Not the first
Haven't MacDonalds been doing this for years, according to urban myth?
The chaps out there who were wondering just how to give the missus a special treat this Xmas might consider a tasty alternative to taking her up the Oxo Tower - a glossy book of semen-based recipes: Screengrab of Natural Harvest on Lulu's website As the blurb rightly points out, semen is "inexpensive to produce and is …
I find this a bit difficult to believe. Are we talking a sweetener or flavour enhancer here, as in to be used sparingly like a herb ? Coz I like a bit of trifle at xmas, and even if I started now I doubt I'd produce the full order in time... Chances are by next week I'd be half blind and with palms as red as Gary Glitter's at a school play.
Still, it's a good way to hoodwink the missus (or other as appropriate etc) into trying it out. Once she's wolfed down the blancmange, you can hit her with "see, I told you it wasn't as bad as you made out !!!" and from there on, no further complaints :)
Is it vegetarian?
Obviously, it's not vegan, but the most common form of real vegetarianism allows for things that can be extracted from animals without killing or maiming them - primarily eggs and milk, so my bet is that this is ok too!
Someone beat me to the Paris jokes, but I still needed a ? icon
I watched a TV show once about odd couples. This woman made her blokey shower with his doings tied-up in a plastic bag. Apparently she liked it stinky. Dirty cow. I'll bet she's a Stilton eater...
Whatever next?

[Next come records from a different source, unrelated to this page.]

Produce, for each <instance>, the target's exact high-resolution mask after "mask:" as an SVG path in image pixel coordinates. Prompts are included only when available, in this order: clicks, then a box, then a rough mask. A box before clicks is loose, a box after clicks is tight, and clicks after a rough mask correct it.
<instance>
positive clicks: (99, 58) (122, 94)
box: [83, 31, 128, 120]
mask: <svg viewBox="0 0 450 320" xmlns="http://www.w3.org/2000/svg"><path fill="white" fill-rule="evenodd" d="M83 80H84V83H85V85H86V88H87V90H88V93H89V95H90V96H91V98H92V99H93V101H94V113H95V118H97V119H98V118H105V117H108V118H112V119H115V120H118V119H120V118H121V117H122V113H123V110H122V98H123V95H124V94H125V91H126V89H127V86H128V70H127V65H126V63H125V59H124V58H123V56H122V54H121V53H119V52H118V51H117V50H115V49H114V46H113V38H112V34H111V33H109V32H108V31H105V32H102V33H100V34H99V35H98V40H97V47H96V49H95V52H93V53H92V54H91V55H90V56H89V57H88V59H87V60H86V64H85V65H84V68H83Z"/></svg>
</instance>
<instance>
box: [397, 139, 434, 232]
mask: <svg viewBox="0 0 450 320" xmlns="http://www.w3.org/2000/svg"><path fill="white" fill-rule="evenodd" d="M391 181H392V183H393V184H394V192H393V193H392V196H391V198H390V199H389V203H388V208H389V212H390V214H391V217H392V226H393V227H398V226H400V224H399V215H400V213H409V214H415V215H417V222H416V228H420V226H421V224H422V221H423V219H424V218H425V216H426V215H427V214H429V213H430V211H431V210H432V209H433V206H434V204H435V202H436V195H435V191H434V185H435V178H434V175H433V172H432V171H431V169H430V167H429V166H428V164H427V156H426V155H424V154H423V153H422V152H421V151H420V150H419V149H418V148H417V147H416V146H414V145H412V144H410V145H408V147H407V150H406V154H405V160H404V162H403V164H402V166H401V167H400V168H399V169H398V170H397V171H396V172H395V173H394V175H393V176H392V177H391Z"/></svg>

Flem stew? Winnet and cinnamon shortbread?
There was also a story not to long ago when computers on a train spotted a blokey in a field eating a horse. Well, to more more specific he was eating a certain part of said horse.
Perhaps he was on a survival weekend? People don't milk horses for fun, do they? Survival in rural Hampshire with ex-SAS trooper Andy McNab... and in this episode, Andy milks a horse for protein...
Shouldn't this book be banned under El Gov's new bad porn laws?
Jobs, cause I'll bet he's given a few
"Wank into a bowl,
add 2 eggs
and some flour.
Then beat it as hard as you can, again"
Eww, you would have to make sure you are not doing it near anything hot like an oven.
Also make sure you dont buy this book for single women otherwise she will be knocking on the neighbours door Not-for-a-cup-of-sugar or heading on over to the sperm bank.
"There was also a story not to long ago when computers on a train spotted a blokey in a field eating a horse. Well, to more more specific he was eating a certain part of said horse."
you have a one track mind.... surely you mean commuters....
mines the one with the Gordon Ramsey book in the pocket !
It looks like this book is for real (or a really really elaborate net-hoax).
MAN MADE OYSTERS
Oysters are so beautiful, it is a shame to throw away the shells after just one meal. Resavour the feeling of a silky succulent oyster slipping down your throat by using the shells as semen serving dishes.